Early last year, Perhilitan director-general Datuk Abdul Kadir Abu Hashim identified Sungai Buloh as a hotspot for human-wildlife conflicts involving wild boars in Selangor, making up 69 of the 451 cases in the state between 2012 and 2017.
Dr Darmaraj says another effect of the tiger’s disappearance would be the “hyper abundance” of the next top predator, such as leopards.
“This then might alter the dynamics of the food chain, in which densities of smaller prey might be negatively impacted.
“The consequent change in abundance and wildlife community structure and its effects on the forest ecosystem is hard to predict but this is likely to be detrimental over the long run, especially since we do not know enough about animal interactions and functions within the ecosystem.
“This is why trying to explain what could happen if the tiger disappears is difficult, as it is hard to imagine and quantify all the possibilities that would happen,” he says.
Malaysians, says Dr Darmaraj, should take the re-introduction of wolves into the Yellowstone National Park in the United States as an example of what might happen to our forests should our tigers be allowed to die out.
The wolves, long considered a bane to livestock farmers in the area surrounding the park in Wyoming state, were eradicated in the 1920s through hunting and even mass poisoning.
The park, famous for bison and elk, remained free of wolves until 1995, when the animals were re-introduced (over objections from farmers). The re-introduction, says Dr Darmaraj, afforded biologists a unique opportunity to study what happens when a top predator is returned to an ecosystem.
“The wolves were brought in to manage the rising elk population, which had been overgrazing much of the park, but the predators’ effect went far beyond that.
“Many things happened, including a change in river flow, a healthier balance in the beaver and elk population and better balance of the ecosystem overall. Like the tiger, the wolf is an apex predator in its ecosystem,” he stresses.
For Pride’s Sake
Even if we don’t care about the environmental reasons for saving tigers, what about an emotional one? What about national pride?
“The emblem on our jata negara (coat of arms) is flanked by two tigers, making it the symbol of our nation. It symbolises strength and is used in state emblems, as the logo of our national football team, the Royal Malaysian Police and major corporations such as Maybank and Proton.
“If we lose wild tigers, what happens to such symbolism?

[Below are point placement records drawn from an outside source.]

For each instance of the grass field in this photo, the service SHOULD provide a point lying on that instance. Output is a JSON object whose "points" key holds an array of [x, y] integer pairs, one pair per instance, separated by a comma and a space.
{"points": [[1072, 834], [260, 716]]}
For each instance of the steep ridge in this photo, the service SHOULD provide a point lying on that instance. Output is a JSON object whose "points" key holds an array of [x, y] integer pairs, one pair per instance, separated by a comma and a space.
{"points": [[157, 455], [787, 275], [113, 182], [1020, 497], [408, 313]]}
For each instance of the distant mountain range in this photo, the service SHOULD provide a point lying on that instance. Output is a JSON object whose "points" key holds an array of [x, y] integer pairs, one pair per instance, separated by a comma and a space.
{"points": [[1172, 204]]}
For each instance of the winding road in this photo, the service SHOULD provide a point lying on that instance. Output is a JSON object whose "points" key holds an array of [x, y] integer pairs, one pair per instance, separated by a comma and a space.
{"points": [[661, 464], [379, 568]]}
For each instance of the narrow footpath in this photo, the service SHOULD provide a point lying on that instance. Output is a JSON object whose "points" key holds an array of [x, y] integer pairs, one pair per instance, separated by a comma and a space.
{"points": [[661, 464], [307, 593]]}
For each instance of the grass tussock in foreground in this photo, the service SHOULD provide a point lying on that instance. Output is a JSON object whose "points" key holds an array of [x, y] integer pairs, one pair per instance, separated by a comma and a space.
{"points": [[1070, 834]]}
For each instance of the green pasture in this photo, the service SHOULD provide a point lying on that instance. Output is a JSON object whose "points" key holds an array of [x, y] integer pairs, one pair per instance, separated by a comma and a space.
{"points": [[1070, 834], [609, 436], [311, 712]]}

Even more worrying, if we can’t save our most iconic species, then what will the future hold for wildlife conservation in Malaysia?
“Do we want to be known as the generation who lost the Malayan tiger and everything it represents?”
If the speed at which Muhammad Hazwan’s tweet went viral over social media is an indication, this generation clearly cares about tigers.
“I feel there is clearly a lack of effort and drastic action by the government in trying to overcome this issue,” Muhammad Hazwan says.
“I hope that the government isn’t scared to lose the income from the tourism industry, but be afraid that our future generation will not get to see the beauty of the Malayan tiger in our jungle.”